Depois do ciclone Dana, nas ruas que viraram rios só há lama e dor

Carros amontoados no meio da praça, mesas, cadeiras e cadeiras de rodas arrastadas pela fúria da água em ruas que viraram rios de lama. Testemunhos do cotidiano afogados em metros de lodo negro, apagados pela fúria que chove do céu. A viagem de Madrid às localidades do norte da província de Valência, as mais afectadas pelas piores inundações do século em Espanha, é uma peregrinação ao marco zero da dor. Chegar de carro, única forma possível depois de todas as ligações ferroviárias e aéreas terem sido interrompidas, é um complicado slalom entre as barreiras da guarda civil que bloqueiam a autoestrada A3 da capital e as estradas estaduais perto de Albacete em Castela-La Mancha, por sua vez. ajoelhado por Dana e, já perto de Valência, carros jogados nas grades de proteção pela chuva que se tornou um rio caudaloso.

«Nunca tive tanto medo, com mamãe e papai estávamos presos em Alberic, a água chegava acima dos joelhos e não havia mais luz. Mas pensei na minha avó sozinha em Alcúdia, na zona baixa da vila, temi que ela tivesse morrido arrastada pelo rio”, diz. Elena, 12 anos, que agora só limpa a ponta do nariz enquanto tira lama na frente do bar do pai Vicente, em frente à Prefeitura. «Nunca se tinha visto uma catástrofe como esta, nem mesmo em 1982, quando a bacia de Tous transbordou e destruiu metade do vale. Pior ainda que o transbordamento do Turia em 1954”, garante Josep Bertinet, comerciante de 75 anos.

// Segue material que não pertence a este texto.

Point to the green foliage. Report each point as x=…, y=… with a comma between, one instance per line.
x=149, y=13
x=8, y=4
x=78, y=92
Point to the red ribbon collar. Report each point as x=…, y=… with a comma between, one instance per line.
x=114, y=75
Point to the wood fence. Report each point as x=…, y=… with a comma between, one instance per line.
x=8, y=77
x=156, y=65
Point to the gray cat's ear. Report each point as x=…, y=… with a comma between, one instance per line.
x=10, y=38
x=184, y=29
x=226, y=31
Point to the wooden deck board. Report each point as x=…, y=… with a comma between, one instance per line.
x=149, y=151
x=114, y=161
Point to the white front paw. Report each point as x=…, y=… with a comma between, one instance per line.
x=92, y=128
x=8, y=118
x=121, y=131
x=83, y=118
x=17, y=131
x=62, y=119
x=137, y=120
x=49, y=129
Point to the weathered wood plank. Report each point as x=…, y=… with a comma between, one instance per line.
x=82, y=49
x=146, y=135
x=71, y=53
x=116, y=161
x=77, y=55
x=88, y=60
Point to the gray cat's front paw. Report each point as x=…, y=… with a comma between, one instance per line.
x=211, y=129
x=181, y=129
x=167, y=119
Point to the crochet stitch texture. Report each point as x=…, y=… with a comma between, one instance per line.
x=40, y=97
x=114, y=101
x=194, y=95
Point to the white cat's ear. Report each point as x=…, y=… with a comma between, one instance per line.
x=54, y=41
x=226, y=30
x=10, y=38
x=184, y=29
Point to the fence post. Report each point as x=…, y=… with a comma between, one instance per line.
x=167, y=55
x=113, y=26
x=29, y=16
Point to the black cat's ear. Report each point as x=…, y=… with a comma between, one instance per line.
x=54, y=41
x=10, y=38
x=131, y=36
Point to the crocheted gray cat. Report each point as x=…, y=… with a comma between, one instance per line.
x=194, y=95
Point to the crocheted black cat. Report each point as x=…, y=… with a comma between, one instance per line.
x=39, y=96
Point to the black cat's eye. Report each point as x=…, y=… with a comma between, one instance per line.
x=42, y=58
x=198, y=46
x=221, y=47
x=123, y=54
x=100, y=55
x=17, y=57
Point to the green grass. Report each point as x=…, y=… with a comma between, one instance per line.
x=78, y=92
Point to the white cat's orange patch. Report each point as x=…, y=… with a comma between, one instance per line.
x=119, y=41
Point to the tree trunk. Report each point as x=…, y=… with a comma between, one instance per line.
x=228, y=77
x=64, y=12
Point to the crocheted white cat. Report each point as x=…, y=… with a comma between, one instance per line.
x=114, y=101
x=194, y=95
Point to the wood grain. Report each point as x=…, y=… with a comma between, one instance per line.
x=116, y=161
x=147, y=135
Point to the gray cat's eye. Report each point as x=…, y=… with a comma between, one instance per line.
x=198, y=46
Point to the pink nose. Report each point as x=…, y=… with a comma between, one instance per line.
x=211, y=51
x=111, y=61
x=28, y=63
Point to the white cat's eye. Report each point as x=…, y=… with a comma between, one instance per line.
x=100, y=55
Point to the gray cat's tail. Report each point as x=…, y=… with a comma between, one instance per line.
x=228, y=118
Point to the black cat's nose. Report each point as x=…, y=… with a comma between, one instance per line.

Alcùdia é uma das primeiras aldeias da Ribera Alta del Pais Valenciana assolada pela cheia do rio Magre na trágica noite em que se registaram até 170 litros de chuva por metro quadrado, quando 40 litros são considerados chuvas torrenciais. «Tivemos perdas, uma idosa e sua filha que a resgataram e ficaram com ela atropeladas pela água e há um caminhoneiro desaparecido. Agora é a hora da dor, mas depois chegará a hora da responsabilidade”, afirma Angels Boix, o vice-prefeito. “Aqui o problema – explica – não foi tanto o alerta vermelho para o qual estávamos preparados. Mas o facto de o governo da Generalitat Velenciana, devido à pressão da água, ter decidido abrir a bacia da Forata que alimenta o rio Magre e o rio encheu e transbordou, inundando todas as cidades da região.” “Esses foram os momentos mais dramáticos, porque ninguém nos avisou e não tivemos tempo de avisar a população”, acrescenta o vice-prefeito.

Na vizinha Carlet, o tsunami de água inundou a ponte de acesso à cidade, deixando o centro histórico sob metros de lama, em total isolamento, sem eletricidade ou telefone. “O positivo é que não registramos nenhum ferimento pessoal”, afirma a prefeita Laura Saez. «Mesmo que seja impossível quantificar os materiais», acrescenta.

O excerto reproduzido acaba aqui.